Trust in government is very important for overall economic health. If you cannot trust what the Prime Minister and the government are saying then the overall sovereign risk increases. We now have companies, small businesses and individuals—farmers and manufacturers; people in all sectors of our economy—unable to believe what this government tells them. That means that the investment decisions that they would like to make are being put off, because they do not know whether this government will go back on its word and make a decision that will harm that long-term investment if they go forward with those investment decisions.

The best thing that we can do to improve sovereign risk in this country is to go to an election. People are fed up with their being told one thing and then the government doing another.
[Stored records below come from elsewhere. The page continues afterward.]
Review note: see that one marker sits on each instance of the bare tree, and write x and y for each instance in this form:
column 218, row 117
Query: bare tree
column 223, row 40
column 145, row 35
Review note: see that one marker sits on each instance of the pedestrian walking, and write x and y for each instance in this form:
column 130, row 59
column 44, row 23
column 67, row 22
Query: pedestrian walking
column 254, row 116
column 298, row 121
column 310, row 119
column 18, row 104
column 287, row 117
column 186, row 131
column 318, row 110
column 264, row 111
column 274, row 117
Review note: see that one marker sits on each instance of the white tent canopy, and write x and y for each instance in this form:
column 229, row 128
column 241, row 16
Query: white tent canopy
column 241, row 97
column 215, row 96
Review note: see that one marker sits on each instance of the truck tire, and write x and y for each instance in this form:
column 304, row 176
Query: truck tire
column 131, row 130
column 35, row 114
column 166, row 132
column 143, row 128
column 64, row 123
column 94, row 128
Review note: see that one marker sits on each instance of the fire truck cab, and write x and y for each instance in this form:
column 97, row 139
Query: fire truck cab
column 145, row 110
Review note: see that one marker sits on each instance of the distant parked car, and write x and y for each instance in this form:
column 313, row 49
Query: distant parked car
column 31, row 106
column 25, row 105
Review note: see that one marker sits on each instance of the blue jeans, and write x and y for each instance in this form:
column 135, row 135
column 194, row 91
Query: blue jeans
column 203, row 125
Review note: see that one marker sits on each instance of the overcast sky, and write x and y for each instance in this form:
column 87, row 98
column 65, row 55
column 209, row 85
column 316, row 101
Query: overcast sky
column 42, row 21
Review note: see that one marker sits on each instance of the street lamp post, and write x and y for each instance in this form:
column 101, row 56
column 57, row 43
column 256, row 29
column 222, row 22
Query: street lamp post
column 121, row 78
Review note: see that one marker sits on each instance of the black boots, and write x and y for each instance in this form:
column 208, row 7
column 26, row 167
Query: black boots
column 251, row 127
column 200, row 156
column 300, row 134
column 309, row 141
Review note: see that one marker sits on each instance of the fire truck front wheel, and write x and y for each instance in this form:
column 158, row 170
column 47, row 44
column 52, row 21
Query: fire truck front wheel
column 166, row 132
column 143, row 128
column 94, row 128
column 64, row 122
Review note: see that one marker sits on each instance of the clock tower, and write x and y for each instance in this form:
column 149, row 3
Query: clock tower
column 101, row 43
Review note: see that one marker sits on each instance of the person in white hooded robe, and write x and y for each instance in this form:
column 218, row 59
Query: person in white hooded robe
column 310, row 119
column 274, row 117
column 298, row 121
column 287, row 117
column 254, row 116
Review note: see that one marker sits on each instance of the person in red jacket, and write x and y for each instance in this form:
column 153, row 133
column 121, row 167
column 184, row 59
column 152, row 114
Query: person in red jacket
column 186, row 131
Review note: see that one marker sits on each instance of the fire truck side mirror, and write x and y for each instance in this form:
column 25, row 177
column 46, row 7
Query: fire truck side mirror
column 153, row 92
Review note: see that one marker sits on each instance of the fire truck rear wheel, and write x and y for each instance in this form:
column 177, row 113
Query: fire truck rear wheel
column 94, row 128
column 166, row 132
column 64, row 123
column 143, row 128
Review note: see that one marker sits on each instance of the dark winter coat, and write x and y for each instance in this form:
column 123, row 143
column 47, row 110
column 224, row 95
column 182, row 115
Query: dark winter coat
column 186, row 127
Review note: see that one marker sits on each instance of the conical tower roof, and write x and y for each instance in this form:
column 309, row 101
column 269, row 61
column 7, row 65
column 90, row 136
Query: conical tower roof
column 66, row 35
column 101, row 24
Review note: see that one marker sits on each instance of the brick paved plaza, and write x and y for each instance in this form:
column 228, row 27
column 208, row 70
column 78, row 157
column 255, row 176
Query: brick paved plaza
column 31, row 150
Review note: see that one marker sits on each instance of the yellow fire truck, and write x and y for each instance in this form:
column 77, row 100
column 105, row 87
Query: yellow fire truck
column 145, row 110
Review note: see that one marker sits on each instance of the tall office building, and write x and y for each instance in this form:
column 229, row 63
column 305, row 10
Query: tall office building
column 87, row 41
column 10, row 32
It has got to the stage where lack of trust is eroding people's confidence in this government. It is time for the government to recognise this and to realise that it is damaging the nation and increasing sovereign risk, meaning that investment in all sectors across the country is being curtailed. No-one has the confidence to believe what the government is saying, even when it is looking them in the eye. They are worried that it will do something else. That is sad.

This was personified in the Prime Minister's appearance on Four Corners. I do not think that we have ever seen anything shiftier in political history in Australia than her answers to the two questions that were put to her about whether she had seen the polling that was being handed around to destabilise Kevin Rudd and whether a speech was being prepared in her office two weeks before Kevin Rudd was rolled. If you cannot have confidence in the words of the Prime Minister, it harms in every way people's ability to look and say, 'Okay, what is the level of sovereign risk in this country?' Australia has always been seen as a safe place to put investment.

I now turn to the question of waste. You have all seen today just another example of how this government treats the taxpayer with utter contempt. On the front page of today's Australianwe have the $700 Labor Party set-top box. We then have the $19 set-top box, which you can get down at your local discount store. The $19 set-top box versus the $700 Labor set-top box. On the front page of the Australianis pictured one of my constituents, who made this very valid comment which I think stands true for a lot of the spending problems this government has. She said:

I think their idea might have been well intended, but you wonder if they thought it through.

I will just repeat that, because I am hoping that the Labor members who are here today might just take this into account the next time they think of one of their wonderful ideas: 'I think their idea might have been well intended, but you wonder if they thought it through.' That is the $700 Labor set-top box versus the $19 set-top box that you can get from your local discount store. It is gross waste.

Let us turn to the BER. Once again it would be fair to say that the idea might have been well intended, but you wonder if they thought it through. Sadly, they did not. I have seen in my electorate example after example of waste and more waste. There is a little school, which I will not name because the school is still dealing with the BER issue, in one of the areas of socioeconomic disadvantage in my electorate. There is a school principal who is doing outstanding work in trying to educate those students. They had a roof which needed replacing because it was leaking. An amount of $1.2 million was spent on giving the school a new roof. The first time that it rained, the principal had to get up with a hammer because the rain was pouring so badly into one of the classrooms. She had to get up on a ladder herself and get a hammer and fix a hole in the roof to make sure that damage was not done to all the inside carpet and from rain running down the walls and ripping all the paint off the walls. So it was $1.2 million to fix the problem and the problem was made worse.